I work in the online/social media industry, and advise our clients on how to use this sort of technology well. So, what would I have advised Mad Mex to do? (Besides not post that in the first place?)
- Acknowledge when something goes wrong. It’s one thing to remove offensive content, it’s another to take responsibility for what went wrong. They should have posted a follow-up post on Facebook and explain why that content was posted, and what they’re doing to make sure it won’t happen again.
- Engage and discuss. I had started a conversation with them by commenting on Facebook and Twitter. They should have responded without being pushed by me to do so.They should have reached out to me immediately - on Twitter, in public - to assuage my concerns, and bring me back into the fold.
- Convert the negative to a positive.
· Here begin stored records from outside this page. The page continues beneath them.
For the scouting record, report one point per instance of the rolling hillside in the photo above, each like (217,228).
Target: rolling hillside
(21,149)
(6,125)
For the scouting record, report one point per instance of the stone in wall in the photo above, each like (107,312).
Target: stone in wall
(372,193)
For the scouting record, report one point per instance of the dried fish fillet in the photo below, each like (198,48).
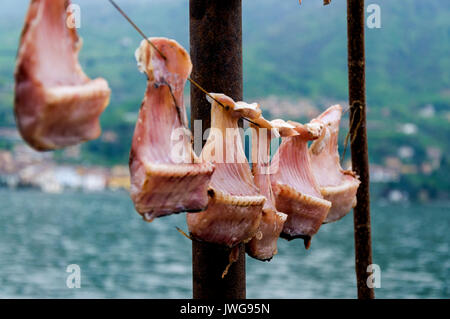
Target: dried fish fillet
(166,177)
(296,190)
(336,185)
(264,245)
(235,205)
(56,104)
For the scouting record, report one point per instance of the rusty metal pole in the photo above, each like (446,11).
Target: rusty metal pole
(360,158)
(216,53)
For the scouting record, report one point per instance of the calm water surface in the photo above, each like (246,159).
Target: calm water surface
(123,257)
A great social media story is one where a concerned customer becomes a passionate advocate. An embarrassing, bad-smell kind of social media story is one where a concerned customer is brushed off and becomes even angrier. They should have chatted with me for a few minutes to understand my concerns, and convince me that they had taken my feedback on board.
- Make sure it doesn’t happen again. Clear social media guidelines and good training would have stopped this happening. This wasn’t a slight discrepancy - this was a photo of a naked unconscious woman being used to sell food. This should never have gotten past their internal controls - and if they don’t have these internal controls in place already, they should get them sorted.
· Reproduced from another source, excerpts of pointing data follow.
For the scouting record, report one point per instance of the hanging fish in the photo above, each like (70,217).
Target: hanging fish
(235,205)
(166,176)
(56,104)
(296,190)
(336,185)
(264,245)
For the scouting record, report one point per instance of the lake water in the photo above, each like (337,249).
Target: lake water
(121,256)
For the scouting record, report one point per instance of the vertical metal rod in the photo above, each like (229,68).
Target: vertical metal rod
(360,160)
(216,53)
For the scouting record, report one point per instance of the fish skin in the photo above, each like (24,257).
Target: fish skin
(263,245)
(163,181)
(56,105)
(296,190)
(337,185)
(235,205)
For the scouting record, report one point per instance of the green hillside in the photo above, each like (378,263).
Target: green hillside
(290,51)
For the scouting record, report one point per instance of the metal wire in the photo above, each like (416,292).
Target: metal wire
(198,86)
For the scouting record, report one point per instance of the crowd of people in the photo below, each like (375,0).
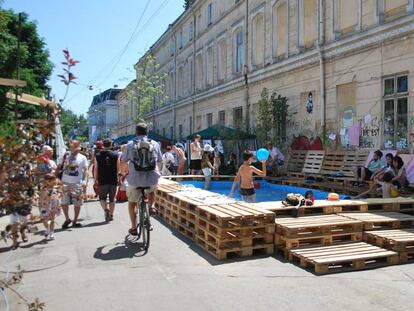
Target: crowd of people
(118,172)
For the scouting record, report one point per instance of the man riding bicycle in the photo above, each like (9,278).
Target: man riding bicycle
(141,160)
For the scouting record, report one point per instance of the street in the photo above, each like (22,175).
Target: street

And then there’s number 5: If they really think nothing was wrong with their image - they should do some studying of previous social media bellyflops that did other brands no favours. I’m thinking of Toyota’s sexist Yaris ad campaign, in particular.
It’s not rocket science - it’s just simple social media engagement. Come on Mad Mex, you know how to do it right - don’t let cheap sexist jokes get in the way of what has been a great brand.